Single sample gene set enrichment analysis (ssGSEA)

The ssGSEA method quantified the tumor-infiltrating immune cells using the GSVA package in R software (34,35). The ssGSEA applies gene signatures expressed by immune cell populations to individual cancer samples. The deconvolution approach used in our study including 24 immune cells that are involved in immunity, including activated DC (aDC), B cells, CD8 T cells, Cytotoxic cells, DC, Eosinophils, immature DC (iDC), Macrophages, Mast cells, Neutrophils, NK CD56bright cells, NK CD56dim cells, NK cells, Plasmacytoid DC (pDC), T cells, T helper (Th) cells, T central memory (Tcm), T effector memory (Tem), T follicular helper (Tfh), T gamma delta (Tgd), Th1 cells, Th17 cells, Th2 cells, and regulatory T (Treg) cells. In this study, we conducted the ssGSEA algorithm to explore the relationship between the CAPNs and the infiltration of immune cells based on the dataset of PC (TCGA, Firehose Legacy). The correlation between CAPNs and tumor-infiltrating immune cells was assessed by the Spearman test.

The statistical analysis

Oncomine and GEPIA databases provided t-test analysis. Kaplan-Meier plotter online tool was used for statistical analyses of hazard ratios and survival rates. A log-rank test was performed to evaluate the equality of survival curves between different patient groups.

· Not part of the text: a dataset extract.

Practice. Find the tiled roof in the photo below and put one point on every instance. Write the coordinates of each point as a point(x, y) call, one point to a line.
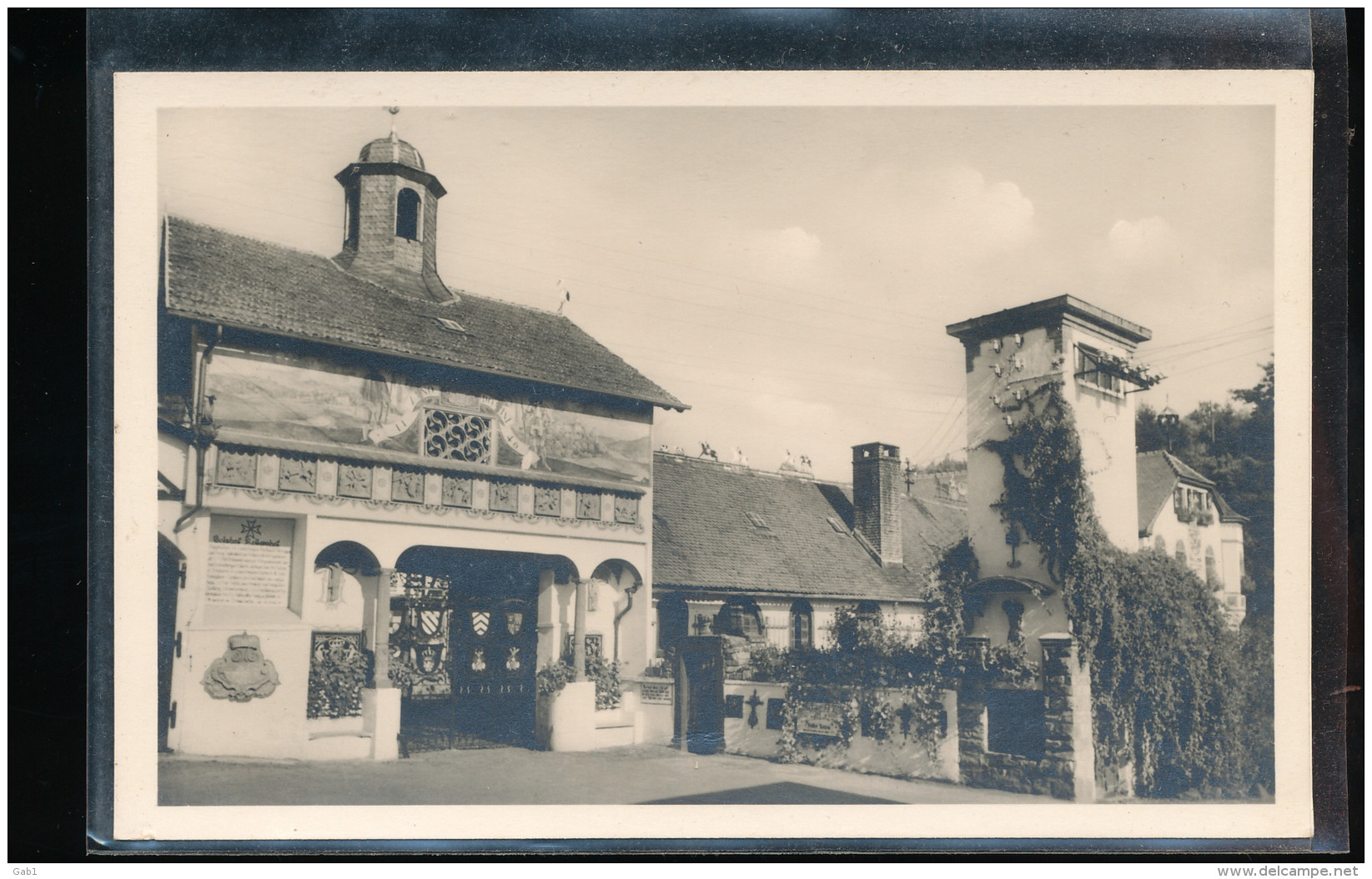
point(1158, 474)
point(228, 279)
point(802, 543)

Transcriptional levels of CAPNs

Using the Oncomine database, we identified 16 members of CAPNs related to PC and compared their transcriptional levels in cancer and normal tissues (Figure 1; Table 1). Compared to normal tissue, CAPN1 was significantly upregulated in cancer tissues using the Logsdon’s (2.074-fold change) and Pei’s (2.050-fold change) datasets. CAPN9 was found to be downregulated in cancer tissue according to Lacobuzio-Donahue’s dataset (12.176-fold change) and Pei’s dataset (2.900-fold change). CAPN2, CAPNS1, and CAPN5 were also highly expressed compared to normal tissue, according to Badea’s dataset (2.027-fold change), Logsdon’s dataset (2.230-fold change), and Pei’s dataset (2.222-fold change). CAPN8 and CAPN12 were found overexpressed in Pei’s dataset (12.607- and 2.189-fold change, respectively).

Figure 1 The transcript level of Calpains in different types of cancers (ONCOMINE database).

Table 1

The significant changes of Calpains in transcript level in pancreatic cancer and normal pancreatic tissue (ONCOMINE database)

Gene Fold change P value t test Source
CAPN1 2.074 2.09E-6 7.713 Logsdon pancreas
2.050 1.63E-7 5.956 Pei pancreas
CAPN2 2.027 9.17E-11 7.721 Badea pancreas
CAPNS1 (CAPN4) 2.230 1.71E-6 7.808 Logsdon pancreas
CAPN5 2.562 1.10E-7 6.120 Pei pancreas
CAPN8 12.607 5.71E-11 8.474 Pei pancreas
CAPN9 12.176 7.13E-5 5.305 Lacobuzio-Donahue pancreas 2
2.900 1.43E-7 5.925 Pei pancreas
CAPN12 2.189 2.15E-6 5.176 Pei pancreas

Relationship between CAPN expression and clinicopathological parameters of PC

Using the GEPIA database, we compared the transcriptional levels of CAPNs in cancer and normal tissues. The results indicated that the expression levels of CAPN1, 2, 5, 6, 8–10, 12, and S1 were higher in cancer tissues than in normal ones (Figure 2). We found that CAPN1, 5, 8, and 12 overexpression was correlated with advanced-stage tumors (Figure 3).

Figure 2 Expression of Chaplains in pancreatic cancer (GEPIA). (A) Scatter diagram; (B) box plot. *, P<0.05.
Figure 3 Correlation between Calpains expression and tumor stage in pancreatic cancer (GEPIA).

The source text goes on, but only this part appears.